I'm actually wondering if producer task is really needed. The requests get added to the write queue, but then the task is blocked until the producer actually writes it out. So arguably the application task may as well send it itself. The producer adds two effects - enforces a delay between writes (which wouldn't be hard to implement a different way), and it sends out the heartbeat reply (which is requested by the reader thread without blocking waiting for it to get sent). Slightly harder to avoid that, since we want to avoid blocking the reader thread. But it could just write it to the socket without doing an explicit drain() - then it can just sit in the i/o buffers.

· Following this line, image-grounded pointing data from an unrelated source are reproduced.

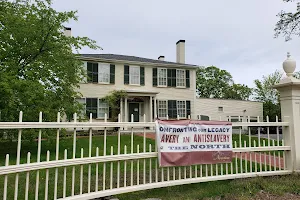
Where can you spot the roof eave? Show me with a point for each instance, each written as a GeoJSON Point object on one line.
{"type": "Point", "coordinates": [138, 63]}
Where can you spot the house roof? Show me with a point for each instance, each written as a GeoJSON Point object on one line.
{"type": "Point", "coordinates": [131, 59]}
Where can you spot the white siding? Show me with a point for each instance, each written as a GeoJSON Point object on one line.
{"type": "Point", "coordinates": [164, 93]}
{"type": "Point", "coordinates": [209, 107]}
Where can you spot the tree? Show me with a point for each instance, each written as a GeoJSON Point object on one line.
{"type": "Point", "coordinates": [39, 71]}
{"type": "Point", "coordinates": [213, 82]}
{"type": "Point", "coordinates": [264, 92]}
{"type": "Point", "coordinates": [288, 23]}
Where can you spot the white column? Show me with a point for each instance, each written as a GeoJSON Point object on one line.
{"type": "Point", "coordinates": [155, 109]}
{"type": "Point", "coordinates": [150, 107]}
{"type": "Point", "coordinates": [289, 89]}
{"type": "Point", "coordinates": [126, 110]}
{"type": "Point", "coordinates": [121, 110]}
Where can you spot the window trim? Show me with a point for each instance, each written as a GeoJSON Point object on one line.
{"type": "Point", "coordinates": [106, 65]}
{"type": "Point", "coordinates": [158, 85]}
{"type": "Point", "coordinates": [222, 109]}
{"type": "Point", "coordinates": [130, 76]}
{"type": "Point", "coordinates": [92, 73]}
{"type": "Point", "coordinates": [98, 107]}
{"type": "Point", "coordinates": [184, 79]}
{"type": "Point", "coordinates": [184, 109]}
{"type": "Point", "coordinates": [86, 106]}
{"type": "Point", "coordinates": [167, 116]}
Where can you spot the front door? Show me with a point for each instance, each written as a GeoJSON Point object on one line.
{"type": "Point", "coordinates": [134, 109]}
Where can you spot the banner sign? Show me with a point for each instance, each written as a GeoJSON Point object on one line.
{"type": "Point", "coordinates": [188, 142]}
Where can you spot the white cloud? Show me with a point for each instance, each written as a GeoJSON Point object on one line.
{"type": "Point", "coordinates": [234, 35]}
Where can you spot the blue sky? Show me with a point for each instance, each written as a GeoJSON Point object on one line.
{"type": "Point", "coordinates": [234, 35]}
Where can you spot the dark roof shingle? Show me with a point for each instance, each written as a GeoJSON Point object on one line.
{"type": "Point", "coordinates": [131, 58]}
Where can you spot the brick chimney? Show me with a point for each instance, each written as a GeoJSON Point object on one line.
{"type": "Point", "coordinates": [68, 32]}
{"type": "Point", "coordinates": [180, 51]}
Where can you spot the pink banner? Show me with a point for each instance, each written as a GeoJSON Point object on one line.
{"type": "Point", "coordinates": [189, 142]}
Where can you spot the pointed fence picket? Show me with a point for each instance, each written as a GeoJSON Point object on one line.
{"type": "Point", "coordinates": [127, 167]}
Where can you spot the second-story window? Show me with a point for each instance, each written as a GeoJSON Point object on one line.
{"type": "Point", "coordinates": [162, 77]}
{"type": "Point", "coordinates": [162, 108]}
{"type": "Point", "coordinates": [92, 72]}
{"type": "Point", "coordinates": [134, 75]}
{"type": "Point", "coordinates": [104, 73]}
{"type": "Point", "coordinates": [180, 78]}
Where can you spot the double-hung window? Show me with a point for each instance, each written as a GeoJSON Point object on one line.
{"type": "Point", "coordinates": [91, 107]}
{"type": "Point", "coordinates": [103, 109]}
{"type": "Point", "coordinates": [97, 107]}
{"type": "Point", "coordinates": [134, 75]}
{"type": "Point", "coordinates": [162, 109]}
{"type": "Point", "coordinates": [180, 78]}
{"type": "Point", "coordinates": [104, 73]}
{"type": "Point", "coordinates": [181, 109]}
{"type": "Point", "coordinates": [162, 76]}
{"type": "Point", "coordinates": [92, 72]}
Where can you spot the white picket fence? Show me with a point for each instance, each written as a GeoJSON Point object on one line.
{"type": "Point", "coordinates": [123, 163]}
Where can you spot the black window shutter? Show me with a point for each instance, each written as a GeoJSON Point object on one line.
{"type": "Point", "coordinates": [95, 73]}
{"type": "Point", "coordinates": [142, 75]}
{"type": "Point", "coordinates": [89, 72]}
{"type": "Point", "coordinates": [188, 108]}
{"type": "Point", "coordinates": [169, 77]}
{"type": "Point", "coordinates": [109, 112]}
{"type": "Point", "coordinates": [172, 109]}
{"type": "Point", "coordinates": [112, 74]}
{"type": "Point", "coordinates": [187, 76]}
{"type": "Point", "coordinates": [154, 76]}
{"type": "Point", "coordinates": [173, 77]}
{"type": "Point", "coordinates": [126, 74]}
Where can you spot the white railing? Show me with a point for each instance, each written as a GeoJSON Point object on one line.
{"type": "Point", "coordinates": [122, 163]}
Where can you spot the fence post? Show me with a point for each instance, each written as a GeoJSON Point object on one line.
{"type": "Point", "coordinates": [289, 89]}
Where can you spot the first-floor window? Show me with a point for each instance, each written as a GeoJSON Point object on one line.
{"type": "Point", "coordinates": [103, 109]}
{"type": "Point", "coordinates": [97, 107]}
{"type": "Point", "coordinates": [91, 107]}
{"type": "Point", "coordinates": [162, 109]}
{"type": "Point", "coordinates": [181, 109]}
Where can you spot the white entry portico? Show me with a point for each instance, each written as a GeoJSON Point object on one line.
{"type": "Point", "coordinates": [138, 105]}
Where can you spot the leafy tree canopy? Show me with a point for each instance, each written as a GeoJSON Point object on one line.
{"type": "Point", "coordinates": [39, 71]}
{"type": "Point", "coordinates": [213, 82]}
{"type": "Point", "coordinates": [288, 23]}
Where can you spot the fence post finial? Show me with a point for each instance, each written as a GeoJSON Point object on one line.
{"type": "Point", "coordinates": [289, 65]}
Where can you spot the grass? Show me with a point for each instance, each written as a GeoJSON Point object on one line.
{"type": "Point", "coordinates": [229, 189]}
{"type": "Point", "coordinates": [97, 141]}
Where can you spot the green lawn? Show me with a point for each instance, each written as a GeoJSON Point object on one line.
{"type": "Point", "coordinates": [67, 143]}
{"type": "Point", "coordinates": [242, 189]}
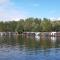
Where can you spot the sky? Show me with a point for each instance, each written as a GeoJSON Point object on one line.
{"type": "Point", "coordinates": [21, 9]}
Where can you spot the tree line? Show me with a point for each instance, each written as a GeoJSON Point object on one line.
{"type": "Point", "coordinates": [30, 25]}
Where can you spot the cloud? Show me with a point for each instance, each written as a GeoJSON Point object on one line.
{"type": "Point", "coordinates": [8, 11]}
{"type": "Point", "coordinates": [36, 5]}
{"type": "Point", "coordinates": [2, 2]}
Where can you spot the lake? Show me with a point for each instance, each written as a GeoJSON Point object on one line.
{"type": "Point", "coordinates": [21, 47]}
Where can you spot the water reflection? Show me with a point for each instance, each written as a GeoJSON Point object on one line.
{"type": "Point", "coordinates": [21, 47]}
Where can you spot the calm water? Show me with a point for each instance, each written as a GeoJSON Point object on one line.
{"type": "Point", "coordinates": [29, 48]}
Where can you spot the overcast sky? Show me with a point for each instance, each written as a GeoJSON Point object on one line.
{"type": "Point", "coordinates": [17, 9]}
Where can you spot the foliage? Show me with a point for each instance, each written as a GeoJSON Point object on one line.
{"type": "Point", "coordinates": [30, 25]}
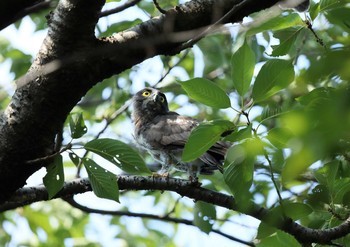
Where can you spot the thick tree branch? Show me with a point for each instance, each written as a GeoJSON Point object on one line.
{"type": "Point", "coordinates": [71, 61]}
{"type": "Point", "coordinates": [28, 195]}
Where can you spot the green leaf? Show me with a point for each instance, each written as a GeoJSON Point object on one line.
{"type": "Point", "coordinates": [239, 169]}
{"type": "Point", "coordinates": [297, 211]}
{"type": "Point", "coordinates": [279, 238]}
{"type": "Point", "coordinates": [274, 76]}
{"type": "Point", "coordinates": [296, 164]}
{"type": "Point", "coordinates": [204, 216]}
{"type": "Point", "coordinates": [287, 39]}
{"type": "Point", "coordinates": [74, 158]}
{"type": "Point", "coordinates": [206, 92]}
{"type": "Point", "coordinates": [203, 137]}
{"type": "Point", "coordinates": [265, 230]}
{"type": "Point", "coordinates": [54, 178]}
{"type": "Point", "coordinates": [103, 183]}
{"type": "Point", "coordinates": [242, 68]}
{"type": "Point", "coordinates": [279, 137]}
{"type": "Point", "coordinates": [77, 125]}
{"type": "Point", "coordinates": [119, 154]}
{"type": "Point", "coordinates": [276, 23]}
{"type": "Point", "coordinates": [242, 134]}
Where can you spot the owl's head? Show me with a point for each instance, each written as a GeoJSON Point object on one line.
{"type": "Point", "coordinates": [150, 101]}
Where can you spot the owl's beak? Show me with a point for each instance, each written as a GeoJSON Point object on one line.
{"type": "Point", "coordinates": [156, 98]}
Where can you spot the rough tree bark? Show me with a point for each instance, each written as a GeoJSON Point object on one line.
{"type": "Point", "coordinates": [71, 61]}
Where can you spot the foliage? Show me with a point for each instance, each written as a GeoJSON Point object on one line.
{"type": "Point", "coordinates": [279, 93]}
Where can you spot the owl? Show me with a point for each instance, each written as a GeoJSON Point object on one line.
{"type": "Point", "coordinates": [164, 133]}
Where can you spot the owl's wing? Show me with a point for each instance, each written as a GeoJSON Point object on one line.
{"type": "Point", "coordinates": [171, 131]}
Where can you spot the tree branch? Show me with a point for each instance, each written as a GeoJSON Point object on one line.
{"type": "Point", "coordinates": [13, 10]}
{"type": "Point", "coordinates": [166, 218]}
{"type": "Point", "coordinates": [28, 195]}
{"type": "Point", "coordinates": [66, 68]}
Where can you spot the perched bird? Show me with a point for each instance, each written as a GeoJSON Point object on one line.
{"type": "Point", "coordinates": [164, 133]}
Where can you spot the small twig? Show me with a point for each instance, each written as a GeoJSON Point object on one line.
{"type": "Point", "coordinates": [318, 39]}
{"type": "Point", "coordinates": [199, 36]}
{"type": "Point", "coordinates": [274, 181]}
{"type": "Point", "coordinates": [115, 115]}
{"type": "Point", "coordinates": [119, 8]}
{"type": "Point", "coordinates": [158, 7]}
{"type": "Point", "coordinates": [75, 204]}
{"type": "Point", "coordinates": [174, 208]}
{"type": "Point", "coordinates": [48, 157]}
{"type": "Point", "coordinates": [171, 67]}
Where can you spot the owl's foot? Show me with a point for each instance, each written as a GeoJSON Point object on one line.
{"type": "Point", "coordinates": [194, 181]}
{"type": "Point", "coordinates": [160, 175]}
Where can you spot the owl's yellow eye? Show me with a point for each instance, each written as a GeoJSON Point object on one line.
{"type": "Point", "coordinates": [146, 93]}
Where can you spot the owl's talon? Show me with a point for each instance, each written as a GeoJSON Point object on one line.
{"type": "Point", "coordinates": [160, 175]}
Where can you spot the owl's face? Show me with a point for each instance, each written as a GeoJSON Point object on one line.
{"type": "Point", "coordinates": [150, 100]}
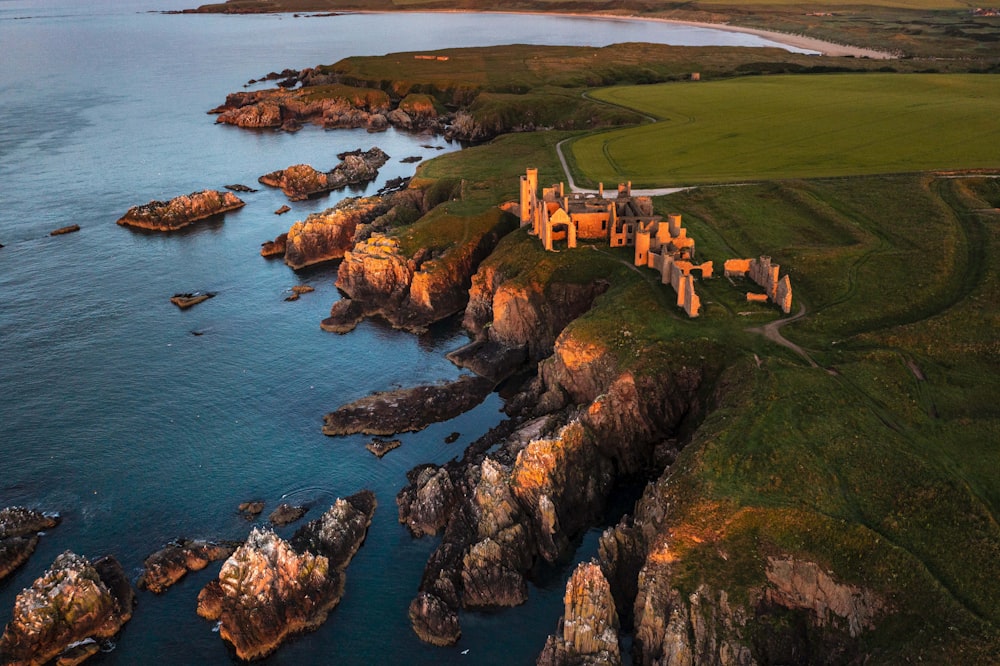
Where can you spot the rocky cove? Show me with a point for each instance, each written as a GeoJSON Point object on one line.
{"type": "Point", "coordinates": [558, 317]}
{"type": "Point", "coordinates": [584, 418]}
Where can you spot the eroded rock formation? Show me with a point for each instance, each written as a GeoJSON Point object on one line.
{"type": "Point", "coordinates": [286, 514]}
{"type": "Point", "coordinates": [169, 564]}
{"type": "Point", "coordinates": [301, 181]}
{"type": "Point", "coordinates": [407, 410]}
{"type": "Point", "coordinates": [327, 235]}
{"type": "Point", "coordinates": [411, 292]}
{"type": "Point", "coordinates": [270, 588]}
{"type": "Point", "coordinates": [329, 106]}
{"type": "Point", "coordinates": [589, 625]}
{"type": "Point", "coordinates": [19, 533]}
{"type": "Point", "coordinates": [180, 211]}
{"type": "Point", "coordinates": [525, 500]}
{"type": "Point", "coordinates": [72, 604]}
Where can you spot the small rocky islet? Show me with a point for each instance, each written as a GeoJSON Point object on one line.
{"type": "Point", "coordinates": [20, 530]}
{"type": "Point", "coordinates": [270, 588]}
{"type": "Point", "coordinates": [180, 211]}
{"type": "Point", "coordinates": [302, 181]}
{"type": "Point", "coordinates": [69, 612]}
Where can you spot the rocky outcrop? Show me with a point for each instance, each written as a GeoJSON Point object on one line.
{"type": "Point", "coordinates": [321, 101]}
{"type": "Point", "coordinates": [525, 313]}
{"type": "Point", "coordinates": [412, 292]}
{"type": "Point", "coordinates": [301, 181]}
{"type": "Point", "coordinates": [267, 591]}
{"type": "Point", "coordinates": [380, 447]}
{"type": "Point", "coordinates": [588, 630]}
{"type": "Point", "coordinates": [251, 509]}
{"type": "Point", "coordinates": [169, 564]}
{"type": "Point", "coordinates": [19, 533]}
{"type": "Point", "coordinates": [65, 230]}
{"type": "Point", "coordinates": [286, 514]}
{"type": "Point", "coordinates": [804, 585]}
{"type": "Point", "coordinates": [191, 298]}
{"type": "Point", "coordinates": [275, 248]}
{"type": "Point", "coordinates": [530, 496]}
{"type": "Point", "coordinates": [407, 410]}
{"type": "Point", "coordinates": [74, 602]}
{"type": "Point", "coordinates": [180, 211]}
{"type": "Point", "coordinates": [270, 588]}
{"type": "Point", "coordinates": [328, 235]}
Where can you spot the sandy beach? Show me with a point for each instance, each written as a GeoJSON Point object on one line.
{"type": "Point", "coordinates": [788, 39]}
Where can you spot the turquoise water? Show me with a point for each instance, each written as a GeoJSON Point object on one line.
{"type": "Point", "coordinates": [114, 414]}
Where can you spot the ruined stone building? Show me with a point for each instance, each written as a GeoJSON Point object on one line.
{"type": "Point", "coordinates": [778, 290]}
{"type": "Point", "coordinates": [628, 221]}
{"type": "Point", "coordinates": [624, 221]}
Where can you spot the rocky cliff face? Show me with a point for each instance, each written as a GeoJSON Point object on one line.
{"type": "Point", "coordinates": [410, 292]}
{"type": "Point", "coordinates": [169, 564]}
{"type": "Point", "coordinates": [19, 531]}
{"type": "Point", "coordinates": [330, 234]}
{"type": "Point", "coordinates": [529, 497]}
{"type": "Point", "coordinates": [793, 612]}
{"type": "Point", "coordinates": [407, 410]}
{"type": "Point", "coordinates": [525, 314]}
{"type": "Point", "coordinates": [72, 608]}
{"type": "Point", "coordinates": [319, 103]}
{"type": "Point", "coordinates": [301, 181]}
{"type": "Point", "coordinates": [270, 589]}
{"type": "Point", "coordinates": [589, 625]}
{"type": "Point", "coordinates": [180, 211]}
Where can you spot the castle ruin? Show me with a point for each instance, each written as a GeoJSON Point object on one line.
{"type": "Point", "coordinates": [628, 221]}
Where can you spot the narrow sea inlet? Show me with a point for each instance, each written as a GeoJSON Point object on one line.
{"type": "Point", "coordinates": [139, 422]}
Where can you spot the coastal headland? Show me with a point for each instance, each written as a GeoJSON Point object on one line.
{"type": "Point", "coordinates": [767, 525]}
{"type": "Point", "coordinates": [834, 497]}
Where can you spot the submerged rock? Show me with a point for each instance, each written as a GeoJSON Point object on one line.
{"type": "Point", "coordinates": [275, 248]}
{"type": "Point", "coordinates": [73, 602]}
{"type": "Point", "coordinates": [65, 230]}
{"type": "Point", "coordinates": [380, 447]}
{"type": "Point", "coordinates": [190, 299]}
{"type": "Point", "coordinates": [286, 514]}
{"type": "Point", "coordinates": [169, 564]}
{"type": "Point", "coordinates": [407, 410]}
{"type": "Point", "coordinates": [180, 211]}
{"type": "Point", "coordinates": [270, 588]}
{"type": "Point", "coordinates": [19, 532]}
{"type": "Point", "coordinates": [251, 509]}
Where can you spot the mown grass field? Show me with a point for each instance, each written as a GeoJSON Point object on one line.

divenal commented 1 month ago

A related issue... having just discovered the simple http server on the dongle, I see I can reset the dongle from there. And similar sort of issue - the active givenergy_modbus connection didn't immediately appear to notice. I got a couple of read timeouts. so I interrupted, and got

  File "/usr/local/lib/python3.11/asyncio/base_events.py", line 654, in run_until_complete
    return future.result()
           ^^^^^^^^^^^^^^^
  File "/tmp/./monitor4.py", line 187, in monitor
    await asyncio.sleep(delay)
  File "/usr/local/lib/python3.11/asyncio/tasks.py", line 649, in sleep
    return await future
           ^^^^^^^^^^^^
asyncio.exceptions.CancelledError

During handling of the above exception, another exception occurred:

Traceback (most recent call last):
  File "/tmp/./monitor4.py", line 204, in <module>
    asyncio.run(monitor())
  File "/usr/local/lib/python3.11/asyncio/runners.py", line 190, in run
    return runner.run(main)
           ^^^^^^^^^^^^^^^^
  File "/usr/local/lib/python3.11/asyncio/runners.py", line 123, in run
    raise KeyboardInterrupt()
KeyboardInterrupt
Task exception was never retrieved
future: <Task finished name='network_consumer' coro=<Client._task_network_consumer() done, defined at /extra/drd/venv/testge2/lib/python3.11/site-packages/givenergy_modbus/client/client.py:177> exception=ConnectionResetError(104, 'Connection reset by peer')>
Traceback (most recent call last):
  File "/extra/drd/venv/testge2/lib/python3.11/site-packages/givenergy_modbus/client/client.py", line 244, in _task_network_producer
    await self.close()
  File "/extra/drd/venv/testge2/lib/python3.11/site-packages/givenergy_modbus/client/client.py", line 113, in close
    await self.writer.wait_closed()
  File "/usr/local/lib/python3.11/asyncio/streams.py", line 364, in wait_closed
    await self._protocol._get_close_waiter(self)
  File "/usr/local/lib/python3.11/asyncio/selector_events.py", line 999, in _read_ready__data_received
    data = self._sock.recv(self.max_size)
           ^^^^^^^^^^^^^^^^^^^^^^^^^^^^^^
ConnectionResetError: [Errno 104] Connection reset by peer
Task exception was never retrieved
future: <Task finished name='network_producer' coro=<Client._task_network_producer() done, defined at /extra/drd/venv/testge2/lib/python3.11/site-packages/givenergy_modbus/client/client.py:231> exception=ConnectionResetError(104, 'Connection reset by peer')>
Traceback (most recent call last):
  File "/extra/drd/venv/testge2/lib/python3.11/site-packages/givenergy_modbus/client/client.py", line 244, in _task_network_producer
    await self.close()
  File "/extra/drd/venv/testge2/lib/python3.11/site-packages/givenergy_modbus/client/client.py", line 113, in close
    await self.writer.wait_closed()
  File "/usr/local/lib/python3.11/asyncio/streams.py", line 364, in wait_closed
    await self._protocol._get_close_waiter(self)
  File "/usr/local/lib/python3.11/asyncio/selector_events.py", line 999, in _read_ready__data_received
    data = self._sock.recv(self.max_size)
           ^^^^^^^^^^^^^^^^^^^^^^^^^^^^^^
ConnectionResetError: [Errno 104] Connection reset by peer

(But other than these issues, I've been quite impressed by the stability of the connection - script just runs and runs most of the time.)